A un costado del salón charlaba animadamente el reverendo Richard Butler, fundador de Naciones Arias. Pese a sus años no le había disminuido la energía y su desafiante rostro evocaba al SS que habría querido ser. Hacia el otro lado Robert avistó a Red Beckman, que se destacaba por ser un crítico empecinado de los impuestos federales. Caminó hacia la derecha y tendió la mano a Chris Temple, cuyos artículos en el bimestral y muy leído
Jubilee
siempre aportaban argumentos e información. Después reconoció a Larry Pratt —que no tenía vínculo alguno con Asher—, el director ejecutivo del temible Gun Owners of America, con 130.000 afiliados. Pratt conducía también el Comité de Protección Familiar que reunía fondos para campañas persuasivas o contundentes contra el aborto, había fundado, además, el Primero Inglés, una organización que ya tenía inscriptos un cuarto de millón de miembros decididos a bloquear la educación bilingüe. Robert Duke lo saludó con la efusión que permitía su rostro de calavera y dijo, refiriéndose a la tibia Asociación Nacional del Rifle:
—¿Consiguió su apoyo?
—¡Bah! Son unos ingenuos que se limitan a reclamar el respeto por la segunda Enmienda. Pero la Biblia dice otra cosa. —Pratt levantó un dedo acusador. —Dice que no sólo tenemos el derecho de poseer armas, sino la obligación de usarlas. El hombre que se niega a portar armas para su defensa personal y la defensa de su familia insulta al Señor.

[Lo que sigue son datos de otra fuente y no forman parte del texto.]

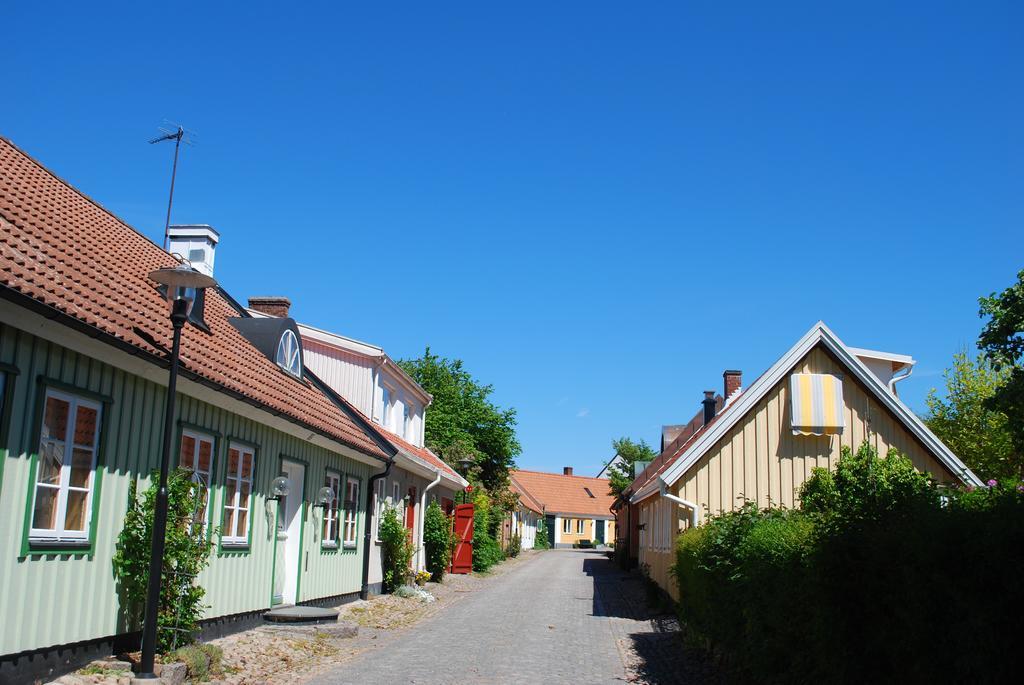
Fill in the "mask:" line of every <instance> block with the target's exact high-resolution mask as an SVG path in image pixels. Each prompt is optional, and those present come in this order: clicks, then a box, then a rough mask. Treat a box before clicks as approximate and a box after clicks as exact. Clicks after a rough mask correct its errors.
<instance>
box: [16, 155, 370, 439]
mask: <svg viewBox="0 0 1024 685" xmlns="http://www.w3.org/2000/svg"><path fill="white" fill-rule="evenodd" d="M176 264H177V261H176V260H175V259H174V258H173V257H171V256H170V255H169V254H167V253H166V252H164V251H163V250H161V249H160V248H159V247H158V246H156V245H154V244H153V243H152V242H151V241H150V240H147V239H146V238H145V237H143V236H142V234H141V233H139V232H137V231H136V230H135V229H133V228H132V227H130V226H129V225H127V224H126V223H124V222H123V221H121V220H120V219H118V218H117V217H116V216H114V215H113V214H111V213H110V212H108V211H106V210H104V209H103V208H102V207H100V206H99V205H97V204H96V203H95V202H93V201H92V200H90V199H89V198H86V197H85V196H84V195H82V194H81V192H79V191H78V190H77V189H75V188H74V187H72V186H71V185H69V184H68V183H66V182H65V181H62V180H60V179H59V178H57V177H56V176H54V175H53V174H52V173H50V172H49V171H48V170H47V169H45V168H44V167H43V166H41V165H40V164H39V163H38V162H36V161H35V160H33V159H32V158H30V157H29V156H28V155H26V154H25V153H23V152H22V151H19V149H18V148H17V147H15V146H14V145H13V144H12V143H10V141H8V140H6V139H4V138H0V286H2V289H9V291H8V293H9V292H10V291H13V292H16V293H20V294H22V295H24V296H27V297H29V298H32V300H35V302H37V303H39V304H41V305H45V307H46V308H50V309H52V310H55V311H57V312H61V313H63V314H67V315H68V316H71V317H73V318H75V319H77V320H78V322H80V323H81V324H84V325H85V326H86V327H88V328H91V329H93V330H95V331H96V332H99V333H101V334H105V335H106V336H110V338H111V339H115V340H116V341H120V342H122V343H124V344H125V345H126V346H128V347H130V348H135V349H137V350H140V351H141V352H143V353H144V356H148V357H150V358H151V359H153V360H155V361H157V360H158V358H159V359H163V358H166V356H167V352H166V351H165V350H163V349H161V348H160V347H158V346H156V345H154V344H153V343H152V342H150V340H154V341H157V342H158V344H161V345H164V344H166V345H167V346H169V345H170V336H171V326H170V322H169V320H168V315H167V305H166V304H165V302H164V299H163V297H162V296H161V295H160V293H159V292H158V291H157V289H156V284H154V283H153V282H151V281H150V280H148V277H147V274H148V273H150V271H152V270H154V269H157V268H161V267H167V266H175V265H176ZM2 289H0V290H2ZM239 315H240V313H239V312H238V311H237V310H236V309H234V307H233V306H232V305H231V303H230V302H229V301H228V300H227V299H225V297H223V296H222V295H221V293H219V292H212V291H211V292H208V293H207V296H206V307H205V312H204V318H205V320H206V323H207V324H208V325H209V327H210V331H211V333H210V334H207V333H204V332H203V331H200V330H198V329H196V328H195V327H193V326H186V327H185V329H184V331H183V333H182V342H181V363H182V368H183V373H185V374H186V375H187V374H190V375H194V377H195V378H196V379H197V380H200V381H201V382H207V383H208V384H212V385H214V386H217V387H219V388H222V389H224V390H226V391H228V392H229V393H232V394H236V395H238V396H241V397H242V398H244V399H247V400H249V401H251V402H252V403H255V404H258V405H260V406H263V408H265V409H267V410H268V411H270V412H272V413H276V414H282V415H284V416H286V417H288V418H289V419H291V420H292V421H294V422H296V423H299V424H302V425H304V426H306V427H308V428H311V429H313V430H315V431H317V432H319V433H322V434H325V435H327V436H329V437H332V438H334V439H337V440H338V441H340V442H343V443H344V444H346V445H348V446H350V447H353V448H355V449H358V451H359V452H361V453H364V454H367V455H370V456H373V457H378V458H381V459H386V458H387V456H388V455H387V454H386V453H385V452H384V451H383V449H382V447H381V446H380V444H379V443H378V442H377V441H375V439H374V438H373V437H372V436H371V434H369V433H368V432H367V431H366V430H365V429H364V428H361V427H360V426H359V425H358V424H357V423H356V422H355V421H354V420H353V419H352V418H351V416H350V415H348V414H346V412H344V411H342V410H341V409H339V408H338V406H337V405H336V404H335V403H333V402H332V401H331V399H329V398H328V397H327V396H326V395H324V394H323V393H322V392H319V391H318V390H317V389H315V388H314V387H312V386H311V385H310V384H308V383H306V382H303V381H299V380H297V379H295V378H293V377H292V376H289V375H288V374H286V373H285V372H284V371H282V370H281V369H280V368H279V367H278V366H276V365H275V363H274V362H273V361H271V360H270V359H268V358H267V357H266V356H265V355H263V354H262V353H261V352H259V351H258V350H257V349H256V348H255V347H253V346H252V345H251V344H250V343H249V342H248V341H247V340H246V339H245V338H244V337H243V336H242V334H241V333H239V332H238V331H237V330H236V329H234V327H232V326H231V325H230V324H229V323H228V320H227V319H228V318H229V317H233V316H239ZM109 340H110V339H109ZM143 358H144V357H143ZM349 409H350V408H349ZM352 411H354V410H352Z"/></svg>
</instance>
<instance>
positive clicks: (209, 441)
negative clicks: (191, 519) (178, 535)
mask: <svg viewBox="0 0 1024 685" xmlns="http://www.w3.org/2000/svg"><path fill="white" fill-rule="evenodd" d="M178 458H179V462H178V465H179V466H180V467H181V468H183V469H187V470H189V471H191V473H193V480H195V481H196V482H198V483H200V485H201V486H202V500H201V501H200V506H199V508H198V509H197V510H196V516H195V518H194V522H195V523H197V524H199V525H201V526H203V527H204V528H205V527H206V512H207V506H208V505H209V503H210V485H211V480H210V475H211V474H212V473H213V438H212V437H211V436H209V435H206V434H204V433H198V432H196V431H193V430H183V431H181V447H180V449H179V453H178Z"/></svg>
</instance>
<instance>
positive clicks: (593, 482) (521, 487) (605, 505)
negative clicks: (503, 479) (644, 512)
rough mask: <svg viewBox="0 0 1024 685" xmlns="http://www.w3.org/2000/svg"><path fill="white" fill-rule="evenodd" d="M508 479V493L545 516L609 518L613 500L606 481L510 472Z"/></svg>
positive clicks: (592, 479)
mask: <svg viewBox="0 0 1024 685" xmlns="http://www.w3.org/2000/svg"><path fill="white" fill-rule="evenodd" d="M510 476H511V484H512V489H514V490H515V491H516V493H519V494H520V495H524V496H526V497H528V498H529V499H531V500H532V501H534V502H536V503H537V504H539V505H540V506H541V507H543V509H544V513H546V514H583V515H587V516H605V517H609V518H610V517H611V504H612V502H614V498H613V497H612V496H611V495H610V494H609V481H608V479H607V478H589V477H587V476H566V475H562V474H561V473H544V472H542V471H523V470H518V471H512V473H511V474H510ZM588 489H589V490H590V494H588V491H587V490H588Z"/></svg>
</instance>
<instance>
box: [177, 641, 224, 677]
mask: <svg viewBox="0 0 1024 685" xmlns="http://www.w3.org/2000/svg"><path fill="white" fill-rule="evenodd" d="M223 659H224V650H222V649H221V648H220V647H218V646H217V645H212V644H207V643H204V644H194V645H188V646H187V647H182V648H181V649H178V650H176V651H174V652H172V653H170V654H168V655H167V657H166V658H165V659H164V661H165V662H167V663H170V662H172V661H180V662H182V663H184V665H185V668H186V669H188V680H189V682H193V683H201V682H204V681H206V680H209V678H210V676H219V675H221V674H222V673H223V671H224V669H223Z"/></svg>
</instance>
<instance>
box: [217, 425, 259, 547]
mask: <svg viewBox="0 0 1024 685" xmlns="http://www.w3.org/2000/svg"><path fill="white" fill-rule="evenodd" d="M232 449H233V451H238V453H239V466H238V471H236V472H234V473H231V472H230V471H229V470H228V469H230V468H231V451H232ZM246 455H248V456H249V458H250V459H251V460H252V466H251V467H250V469H249V477H248V478H245V477H243V475H242V471H243V465H244V464H245V461H246V460H245V458H246ZM255 475H256V447H254V446H252V445H250V444H246V443H245V442H231V443H230V444H228V445H227V461H226V463H225V464H224V506H223V508H222V514H221V517H220V521H221V525H223V522H224V518H225V517H226V515H227V510H228V509H230V510H232V511H233V512H234V515H233V516H232V517H231V528H232V529H231V530H226V529H224V528H221V536H220V544H221V545H222V546H224V547H247V546H248V545H249V531H250V530H251V529H252V524H253V518H252V502H253V476H255ZM228 480H234V481H236V487H234V493H233V495H231V501H230V502H228V501H227V496H228V487H227V481H228ZM243 483H248V484H249V498H248V499H247V500H246V502H245V506H243V503H242V501H241V500H242V498H241V494H242V484H243ZM242 511H244V512H246V527H245V530H243V531H242V532H241V534H240V533H239V512H242Z"/></svg>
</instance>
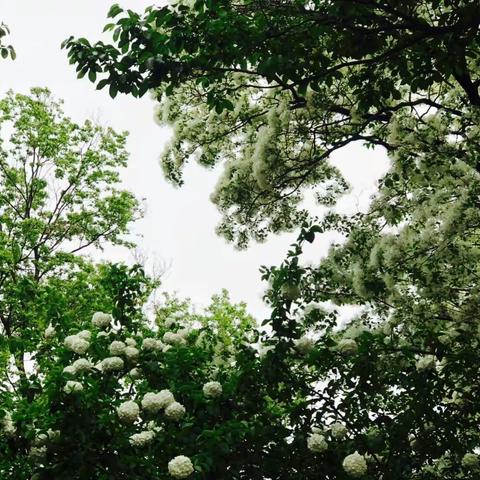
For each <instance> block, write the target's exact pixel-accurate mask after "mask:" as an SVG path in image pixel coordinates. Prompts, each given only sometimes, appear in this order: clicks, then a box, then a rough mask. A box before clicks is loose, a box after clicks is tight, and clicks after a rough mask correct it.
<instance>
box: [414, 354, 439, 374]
mask: <svg viewBox="0 0 480 480" xmlns="http://www.w3.org/2000/svg"><path fill="white" fill-rule="evenodd" d="M436 361H437V357H435V355H423V356H422V357H420V358H419V359H418V360H417V362H416V363H415V368H416V369H417V372H424V371H426V370H434V369H435V364H436Z"/></svg>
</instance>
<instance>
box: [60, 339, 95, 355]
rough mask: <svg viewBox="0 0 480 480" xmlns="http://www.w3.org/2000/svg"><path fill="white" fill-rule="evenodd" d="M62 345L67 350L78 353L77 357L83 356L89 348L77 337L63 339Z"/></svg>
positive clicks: (84, 342) (85, 342)
mask: <svg viewBox="0 0 480 480" xmlns="http://www.w3.org/2000/svg"><path fill="white" fill-rule="evenodd" d="M64 345H65V346H66V347H67V348H68V349H69V350H71V351H72V352H75V353H78V354H79V355H83V354H84V353H85V352H86V351H87V350H88V347H89V346H90V344H89V343H88V342H87V341H86V340H84V339H83V338H81V337H79V336H78V335H69V336H68V337H67V338H65V340H64Z"/></svg>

Luego Robert se acercó al líder de la Identidad Cristiana en Carolina del Norte, cuyo nombre era James Bruggeman. Éste lo presentó a Earl Jones, jefe de la Cruzada por la Verdad. Más adelante, rodeado por un círculo de admiradores, fue presentado a Kirk Lyons, fundador de la combativa firma que brindaba apoyo legal a las instituciones extremistas llamada CAUSE, sigla de Canadá, Australia, Estados Unidos, Sudáfrica y Europa, lugares donde habitaba gente blanca.
Por fin apareció Bill Hughes. Ingresó por la ancha puerta, el sol le daba de atrás, llenándolo de luz. Alto, con la amplia túnica que le descendía de los hombros, evocaba las imágenes del Ángel Rebelde. Representaba al Anticristo en la más trascendental asamblea de quienes amaban de veras al Señor. Falso como la Serpiente, Bill caminaba con majestuosa lentitud. Robert pensó que debía actuar con más picardía que la desplegada en ese momento por Lucifer. Le dio la mano y evitó el abrazo para no parecerse a Judas. Pero le sonrió con todas las piezas de su nueva dentadura postiza, le formuló preguntas triviales y lo invitó a reunirse luego en el bar de la planta baja.